Monday, 31 March 2014: 9:15 AM
Pacific Salon 4 & 5 (Town and Country Resort )
The Saharan Heat Low (HL) is a region of summertime high surface and boundary layer temperature that is a key dynamical element of the West African monsoon system. Variations in the temperature and thickness of the boundary layer air over the HL region have been shown to modulate the characteristics of the monsoonal circulation, including the intensity and location of monsoon precipitation. Although the importance of the HL in shaping the intraseasonal variability of the monsoon has been established, no study has investigated the interannual to decadal scale variability of the HL, nor determined how such changes in the HL may have affected precipitation across West Africa on such time scales. Via analysis of observations, reanalysis data, coupled model output, and an idealized linear model, we suggest that the noted intraseasonal relationship between HL temperatures and monsoonal circulation holds on interannual to decadal time scales.

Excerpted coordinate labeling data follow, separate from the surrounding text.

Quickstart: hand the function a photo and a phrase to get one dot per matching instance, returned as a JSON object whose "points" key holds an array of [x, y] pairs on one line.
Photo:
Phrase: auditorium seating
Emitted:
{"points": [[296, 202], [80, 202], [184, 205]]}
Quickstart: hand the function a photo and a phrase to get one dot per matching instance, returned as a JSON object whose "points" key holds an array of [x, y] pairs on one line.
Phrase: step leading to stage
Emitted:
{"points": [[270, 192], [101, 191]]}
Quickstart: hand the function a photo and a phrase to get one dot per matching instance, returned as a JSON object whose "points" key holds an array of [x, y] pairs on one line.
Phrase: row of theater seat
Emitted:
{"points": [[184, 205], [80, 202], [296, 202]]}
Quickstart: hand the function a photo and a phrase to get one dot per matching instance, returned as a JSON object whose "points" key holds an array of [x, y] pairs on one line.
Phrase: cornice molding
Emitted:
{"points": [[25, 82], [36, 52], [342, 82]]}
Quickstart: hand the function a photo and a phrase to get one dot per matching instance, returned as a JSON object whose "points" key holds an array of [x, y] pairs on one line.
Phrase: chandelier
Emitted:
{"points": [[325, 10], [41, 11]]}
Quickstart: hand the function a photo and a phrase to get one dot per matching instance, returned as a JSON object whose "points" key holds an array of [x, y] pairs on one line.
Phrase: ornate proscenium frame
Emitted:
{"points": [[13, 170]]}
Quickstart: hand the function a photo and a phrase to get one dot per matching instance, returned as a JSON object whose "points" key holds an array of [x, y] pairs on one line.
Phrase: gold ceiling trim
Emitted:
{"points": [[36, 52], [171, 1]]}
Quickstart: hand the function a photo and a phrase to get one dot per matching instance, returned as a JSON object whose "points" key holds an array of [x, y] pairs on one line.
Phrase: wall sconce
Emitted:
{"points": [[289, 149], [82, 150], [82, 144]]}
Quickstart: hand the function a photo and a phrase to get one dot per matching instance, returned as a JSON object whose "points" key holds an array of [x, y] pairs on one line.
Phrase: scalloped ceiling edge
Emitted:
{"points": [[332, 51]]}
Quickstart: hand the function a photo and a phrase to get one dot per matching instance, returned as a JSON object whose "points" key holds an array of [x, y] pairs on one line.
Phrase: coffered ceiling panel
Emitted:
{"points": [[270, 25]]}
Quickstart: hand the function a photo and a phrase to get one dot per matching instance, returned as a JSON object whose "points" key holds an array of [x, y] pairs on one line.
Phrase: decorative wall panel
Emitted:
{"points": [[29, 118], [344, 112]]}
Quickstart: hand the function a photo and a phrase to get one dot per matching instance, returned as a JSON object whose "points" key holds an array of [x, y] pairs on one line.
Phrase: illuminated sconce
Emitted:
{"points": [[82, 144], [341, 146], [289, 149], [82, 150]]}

In addition, the year-to-year variations in the intensity of the HL are radiatively forced by changes of water vapour within the HL region, and, as such, small changes in water vapour advected into the HL may alter the summertime circulation over West Africa. Based on these results we propose a new theory for explaining observed interannual to decadal-scale variability of the West African monsoon and summertime precipitation that is based on positive feedbacks between evaporation associated with vegetation changes in the Sahel, dust emission from West Africa, tropical Atlantic Ocean temperature anomalies, and the dynamics of the HL.